Markle and Prince Harry are two of the most recognizable people on the planet and were obviously seen leaving the store but they made it in and out smoothly thanks to security. 

Prince Harry and Meghan Markle visit health and wellness store. | PopSugar via Instagram

“Our focus primarily is not unsettling the environment,” Morgan said. Meaning they didn’t block off the street like one might expect when a member of the royal family goes out in public. 

Rule No. 2: Follow the model

Morgan explained that royalty protection officers follow a certain model when royal family members go out in public that does double duty. It keeps them safe and essentially on the down-low in their environment. 

“The model is called ‘discrete and unobtrusive,” Morgan said. The idea is to have security blend in so much that when a member of the royal family walks down the street and a person thinks they see them, they say, “Wait, was that—? Nah, couldn’t have been.” 

Why greeting crowds can be stressful for security

Members of the royal family are known to greet crowds at royal engagements. Unfortunately for Morgan, he found the practice to be the most stressful part of his job because he’d have to constantly scan the crowd for possible threats.  At the same time, he knew it to be part of the job. 

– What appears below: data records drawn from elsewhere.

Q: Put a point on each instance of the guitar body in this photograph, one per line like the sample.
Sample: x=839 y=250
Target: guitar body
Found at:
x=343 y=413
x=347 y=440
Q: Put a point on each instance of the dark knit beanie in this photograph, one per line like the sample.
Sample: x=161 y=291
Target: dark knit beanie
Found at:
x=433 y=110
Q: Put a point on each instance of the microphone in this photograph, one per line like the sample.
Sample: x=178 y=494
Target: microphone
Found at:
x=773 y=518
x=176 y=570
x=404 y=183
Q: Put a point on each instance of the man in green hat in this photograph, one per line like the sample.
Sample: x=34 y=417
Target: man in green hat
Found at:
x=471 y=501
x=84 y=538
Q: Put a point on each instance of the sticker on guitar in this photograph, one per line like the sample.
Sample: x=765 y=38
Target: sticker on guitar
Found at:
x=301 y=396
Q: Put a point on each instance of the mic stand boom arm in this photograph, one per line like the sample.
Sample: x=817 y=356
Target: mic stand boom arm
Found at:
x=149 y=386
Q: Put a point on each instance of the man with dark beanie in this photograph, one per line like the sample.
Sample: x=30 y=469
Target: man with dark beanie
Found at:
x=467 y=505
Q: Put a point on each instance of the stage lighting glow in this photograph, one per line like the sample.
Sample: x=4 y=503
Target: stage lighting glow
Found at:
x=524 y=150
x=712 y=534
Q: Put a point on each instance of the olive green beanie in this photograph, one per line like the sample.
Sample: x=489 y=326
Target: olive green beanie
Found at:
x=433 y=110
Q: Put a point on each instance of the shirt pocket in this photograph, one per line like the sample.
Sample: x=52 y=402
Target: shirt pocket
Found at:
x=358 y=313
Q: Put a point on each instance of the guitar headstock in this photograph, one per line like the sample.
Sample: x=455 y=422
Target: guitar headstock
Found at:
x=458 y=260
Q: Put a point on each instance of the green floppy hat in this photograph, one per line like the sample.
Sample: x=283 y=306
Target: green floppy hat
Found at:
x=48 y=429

Kate Middleton greeting children
Catherine, Duchess of Cambridge greets family members of personnel at the Akrotiri Royal Air Force base during an official visit to meet with Serving personnel on December 5, 2018, in Akrotiri, Cyprus. | Matt Dunham – WPA Pool/Getty Images

“They’re a family of the people,” Morgan said adding, “Access and face time with members of the public is important to them, and you have to manage that and manage the risks associated with that.” 

Public events require lots of planning

While we, the public, may see Prince William and Kate Middleton, the Duke and Duchess of Cambridge, greeting crowds at an event and accepting gifts or flowers, as a simple event, it’s anything but according to Morgan. Interacting with crowds requires lots of planning. 

It looks easy because “lots and lots of work has gone into that,” Morgan noted. “It’s not a case of we turn up and hope for the best.” Royalty protection officers have meetings on top of meetings to discuss what will happen and what could happen to keep the royal family safe. 

All of this information really makes one think twice about what it means for Queen Elizabeth II and the rest of the royal family to go out in public.